Après la télémédecine, Karen Aliprendi a encouragé le recours au télétravail : "Il doit être généralisé autant que possible, avec pour seules limites l’accord des salariés et bien sûr la nature du travail. Il faut que les entreprises soient toutes et beaucoup mieux informées de façon proactive, par tous moyens, sans doute au minimum par courrier individualisé, de cette possibilité nouvelle. Il faut que le gouvernement s’assure aussi de l’accord des autorités françaises pour une dérogation temporaire à notre convention bilatérale de sécurité sociale, puisque dans la loi on ne peut pas télé-travailler plus de 3 jours par semaine. Et puis il faut agir avec l’Italie pour permettre là aussi de manière exceptionnelle et dérogatoire le télétravail des salariés italiens qui le pourraient."

Aide économique

Entre les annulations d’événement prévues de façon réglementaires, les annulations spontanées, et les clients qui restent à distance des lieux clos, l’économie pourrait commencer à faire grise mine très bientôt : "Je suis très vigilante sur les conséquences désastreuses de cette crise pour la vie de nos commerces. Et je suis à leurs côtés dans cette période difficile, pour que soient débloquées des aides d’urgences à ceux qui en ont besoin", a glissé Corinne Bertani.

C’est Balthazar Seydoux qui a développé les attentes des élus : "Nous demandons dès aujourd’hui, notamment une cellule dédiée avec un numéro d’appel et un responsable clairement identifiable.
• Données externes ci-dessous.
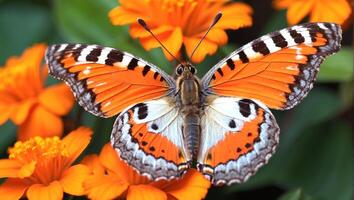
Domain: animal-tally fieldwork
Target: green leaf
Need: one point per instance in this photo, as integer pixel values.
(338, 67)
(22, 24)
(296, 194)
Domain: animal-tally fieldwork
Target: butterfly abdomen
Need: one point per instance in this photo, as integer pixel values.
(191, 133)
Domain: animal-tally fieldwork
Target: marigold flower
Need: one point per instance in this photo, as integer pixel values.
(177, 22)
(41, 167)
(337, 11)
(25, 100)
(112, 178)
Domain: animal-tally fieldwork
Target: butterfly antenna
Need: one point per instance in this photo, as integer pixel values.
(145, 26)
(216, 19)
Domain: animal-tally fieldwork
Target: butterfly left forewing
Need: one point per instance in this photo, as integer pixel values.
(239, 136)
(278, 69)
(106, 80)
(148, 136)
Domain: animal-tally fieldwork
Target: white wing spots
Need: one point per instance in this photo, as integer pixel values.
(289, 39)
(161, 117)
(306, 34)
(107, 104)
(129, 150)
(141, 63)
(85, 52)
(225, 114)
(77, 46)
(151, 110)
(239, 170)
(299, 57)
(250, 53)
(298, 49)
(322, 26)
(126, 60)
(103, 56)
(270, 44)
(62, 47)
(235, 57)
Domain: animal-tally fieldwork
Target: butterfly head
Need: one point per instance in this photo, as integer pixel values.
(186, 70)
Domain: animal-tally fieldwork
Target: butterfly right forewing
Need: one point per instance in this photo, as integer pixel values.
(105, 80)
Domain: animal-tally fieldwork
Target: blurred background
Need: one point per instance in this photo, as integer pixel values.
(315, 157)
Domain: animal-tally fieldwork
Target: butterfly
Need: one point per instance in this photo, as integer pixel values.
(221, 124)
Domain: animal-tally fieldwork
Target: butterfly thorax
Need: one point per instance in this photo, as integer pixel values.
(190, 106)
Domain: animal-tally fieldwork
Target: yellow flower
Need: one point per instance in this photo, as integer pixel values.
(112, 178)
(25, 100)
(337, 11)
(41, 167)
(177, 22)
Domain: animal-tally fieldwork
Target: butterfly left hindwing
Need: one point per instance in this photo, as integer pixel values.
(239, 136)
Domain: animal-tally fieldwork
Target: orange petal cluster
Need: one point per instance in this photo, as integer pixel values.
(41, 168)
(337, 11)
(182, 22)
(112, 178)
(26, 101)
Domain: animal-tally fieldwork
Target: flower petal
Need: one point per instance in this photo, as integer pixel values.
(94, 164)
(9, 168)
(12, 189)
(76, 142)
(7, 103)
(136, 31)
(235, 15)
(331, 11)
(22, 110)
(298, 10)
(111, 161)
(58, 99)
(27, 169)
(218, 36)
(171, 39)
(122, 16)
(5, 113)
(104, 187)
(138, 192)
(192, 185)
(40, 122)
(53, 191)
(282, 4)
(72, 179)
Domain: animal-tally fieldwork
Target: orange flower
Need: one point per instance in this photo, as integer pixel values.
(41, 167)
(337, 11)
(112, 178)
(177, 22)
(25, 101)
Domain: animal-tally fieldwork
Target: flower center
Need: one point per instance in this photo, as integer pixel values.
(38, 148)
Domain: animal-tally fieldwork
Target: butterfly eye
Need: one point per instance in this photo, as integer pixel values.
(192, 69)
(179, 70)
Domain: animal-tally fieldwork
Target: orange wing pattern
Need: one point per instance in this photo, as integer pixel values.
(105, 80)
(278, 69)
(239, 136)
(148, 136)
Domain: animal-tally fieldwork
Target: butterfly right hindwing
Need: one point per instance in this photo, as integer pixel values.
(148, 136)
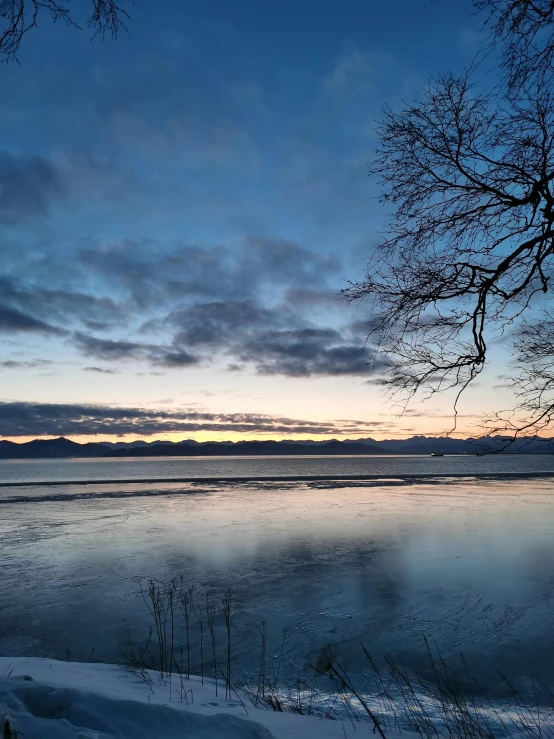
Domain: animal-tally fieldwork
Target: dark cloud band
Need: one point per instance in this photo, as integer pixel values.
(56, 419)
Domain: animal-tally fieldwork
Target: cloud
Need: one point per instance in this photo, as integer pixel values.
(28, 185)
(31, 364)
(115, 350)
(150, 274)
(58, 304)
(100, 370)
(12, 321)
(56, 419)
(307, 352)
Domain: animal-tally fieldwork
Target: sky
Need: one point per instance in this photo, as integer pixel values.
(180, 209)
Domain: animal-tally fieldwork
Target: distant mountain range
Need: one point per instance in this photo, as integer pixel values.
(63, 448)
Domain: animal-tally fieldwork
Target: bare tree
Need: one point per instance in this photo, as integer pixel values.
(524, 32)
(469, 180)
(18, 17)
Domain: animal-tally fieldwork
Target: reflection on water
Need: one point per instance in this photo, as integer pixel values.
(469, 563)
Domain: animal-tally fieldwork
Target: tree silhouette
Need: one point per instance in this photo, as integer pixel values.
(18, 17)
(468, 177)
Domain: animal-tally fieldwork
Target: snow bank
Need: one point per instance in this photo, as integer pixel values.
(47, 699)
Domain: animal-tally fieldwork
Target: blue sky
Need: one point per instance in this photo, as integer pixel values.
(179, 209)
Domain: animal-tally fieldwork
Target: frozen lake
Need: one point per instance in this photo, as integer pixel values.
(458, 548)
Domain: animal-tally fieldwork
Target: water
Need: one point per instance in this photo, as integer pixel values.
(463, 553)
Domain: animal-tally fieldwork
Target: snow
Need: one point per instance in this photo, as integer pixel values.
(48, 699)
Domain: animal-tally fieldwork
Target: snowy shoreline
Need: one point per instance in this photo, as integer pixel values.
(45, 698)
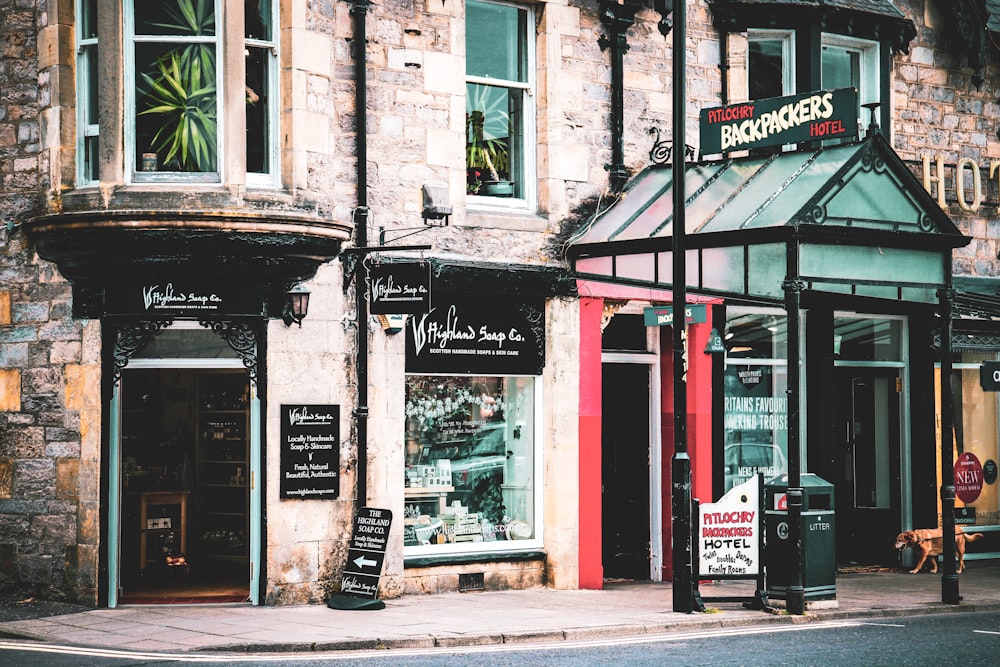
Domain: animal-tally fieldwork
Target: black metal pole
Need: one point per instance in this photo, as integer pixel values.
(680, 468)
(949, 578)
(359, 10)
(795, 601)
Il faut une organisation simplifiée, un comité qui ait le pouvoir de décider directement et de débloquer rapidement les aides avec des procédures simples pour les acteurs qui devront bien évidemment démontrer la réalité de leurs problèmes."

Au programme, le conseiller propose une série de mesures économiques : "Décaler le paiement des charges sociales, mettre en place un prêt à taux zéro pour soutenir les entreprises en difficulté de trésorerie, renforcer et faciliter le recours au chômage partiel et au chômage total temporaire, échelonner le paiement des charges fiscales…"

Des mesures qui auront un coût impossible à chiffrer pour l’instant, mais qui ne devrait pas poser de problème selon lui : "Si Monaco a pu faire face à une crise de la construction comme les Jardins d’Apolline, en débloquant plus de 80 millions d’euros via un compte spécial du Trésor alors nous pouvons et nous devons le faire également pour aider les entreprises touchées par cette crise."